Herr Härtel, Sie sind Europameister im Supermittelgewicht. Im Mai besiegten Sie Titelträger Robin Krasniqi in einem intensiven Kampf nach zwölf Runden. Wie war der Tag danach?

Meine Frau und ich haben Fenster bemustert. Wir bauen gerade in Berlin ein Haus.

Keine Schmerzen?

Ich? Nö. Nur die Hände eigentlich. Ich sah gut aus, Krasniqi sah aus wie Gulasch. Okay, ich hatte ein blaues Auge, das war mir ein bisschen unangenehm vor den Leuten von der Hausbaufirma.

Die werden sich nicht trauen, die falschen Fenster einzusetzen.

Werden wir sehen. Ich habe überhaupt kein Gewaltpotenzial. Im Ring liefere ich, was ich kann, aber sobald sich auf der Straße eine Schlägerei nähert, bin ich raus – wobei ich natürlich die Technik hätte.

Graciano „Rocky“ Rocchigiani hatte den Titelsong von „Spiel mir das Lied vom Tod“ als Einlaufmusik, Sie hören vor dem Kampf Justin Timberlakes „Say Something“. Haben Sie keinen Killerinstinkt?

Ich bin schon heiß genug, ich muss mich nicht noch heißer machen.

Krasniqi blutete aus zwei Cuts im Gesicht, Sie haben immer wieder draufgehauen.

Nicht bewusst. Es lässt sich nicht vermeiden. Ich dachte nur: Oh scheiße, hoffentlich brechen die jetzt nicht ab und machen nach vier Runden ein technisches Unentschieden draus. Dann wäre der Kampf wiederholt worden. Nochmal eine Vorbereitung für denselben Gegner, darauf hätte ich keine Lust gehabt.

Sie mussten den Kampf schon einmal aus gesundheitlichen Gründen verschieben. Was war da los?

Eine Woche vor dem Kampf, als ich gerade mit dem Gewicht unten war, habe ich von meiner bald zweijährigen Tochter was mitbekommen.

Um ein Haar hätte eine Kinderkrankheit dieses Match verhindert?

Ja, allein diese Schilder, die in der Kita hängen: Hand-Fuß-Mund und so. Trotzdem knutsche ich meine Tochter ab. Vor diesem Kampf auch wieder. In der Vorbereitung hatte ich Schnupfen und Mandeln. Da habe ich zu meiner Frau gesagt: Zwei Mal absagen geht nicht, dann höre ich auf mit Boxen. Ich bin 31, jeder Kampf kann mein letzter sein. Deshalb sollte man in den Ring gehen und Spaß haben.

Das findet auch Ihr Trainer, Stephan Kühne. In einer Ringpause sagte er zu Ihnen: „Komm Stefan, sei wach, hab’ Spaß.“ Wo bleibt die Leidenschaft?
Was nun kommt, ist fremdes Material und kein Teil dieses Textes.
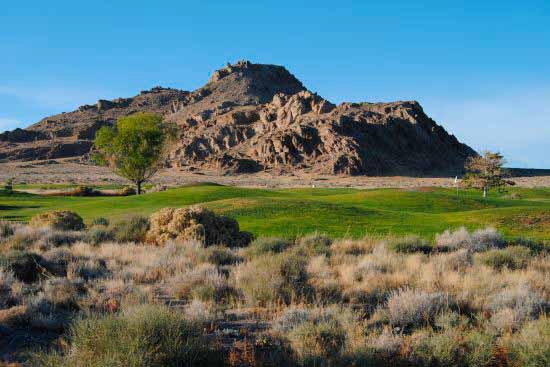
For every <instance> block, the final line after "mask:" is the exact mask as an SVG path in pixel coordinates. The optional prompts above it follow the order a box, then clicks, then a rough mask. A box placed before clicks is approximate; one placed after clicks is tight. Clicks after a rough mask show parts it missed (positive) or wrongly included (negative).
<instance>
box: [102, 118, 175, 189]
mask: <svg viewBox="0 0 550 367" xmlns="http://www.w3.org/2000/svg"><path fill="white" fill-rule="evenodd" d="M173 136H174V129H173V127H172V126H171V125H169V124H166V123H164V122H163V120H162V116H160V115H156V114H152V113H147V112H139V113H135V114H133V115H129V116H125V117H121V118H119V119H118V121H117V123H116V125H115V126H114V127H102V128H101V129H100V130H99V131H98V132H97V134H96V137H95V148H96V152H95V153H94V155H93V159H94V161H95V162H96V163H98V164H100V165H103V166H107V167H109V168H111V169H112V170H113V171H114V172H115V173H116V174H118V175H119V176H122V177H124V178H126V179H128V180H129V181H131V182H133V183H134V184H135V185H136V188H137V193H138V195H139V194H141V185H142V184H143V183H144V182H146V181H147V180H149V179H150V178H151V177H153V176H154V175H155V174H156V173H157V172H158V170H159V169H160V168H161V166H162V163H163V162H164V160H165V159H166V157H167V152H168V148H169V145H170V144H169V143H170V141H171V139H172V137H173Z"/></svg>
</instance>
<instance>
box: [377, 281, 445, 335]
mask: <svg viewBox="0 0 550 367" xmlns="http://www.w3.org/2000/svg"><path fill="white" fill-rule="evenodd" d="M449 304H450V300H449V297H448V296H447V295H445V294H443V293H426V292H423V291H419V290H414V289H401V290H398V291H393V292H392V293H391V295H390V297H389V299H388V302H387V309H388V316H389V321H390V323H391V324H392V325H395V326H399V327H403V328H408V327H418V326H423V325H427V324H430V323H431V322H432V321H433V320H434V318H435V316H436V315H437V314H438V313H440V312H442V311H443V310H445V309H447V308H448V307H449Z"/></svg>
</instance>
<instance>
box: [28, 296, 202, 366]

Für viele Boxer hängen Existenzen an Sieg oder Niederlage, die müssen Geld verdienen, bei mir ist das anders. Diesen Druck habe ich nicht. Gleich bespreche mit ich meiner Dozentin das Thema für meine Master-Arbeit. Mit dem Lehramtsstudium habe ich ein gutes zweites Standbein.

Hat Ihnen schon mal an der Uni jemand gesagt, dass Sie für einen Lehramtsanwärter schnell reden?

Nö. Aber in Medienseminaren hieß es: „Sie sprechen zu schnell, und Ihren Humor könnte man als arrogant auslegen.“ Also doch, ja?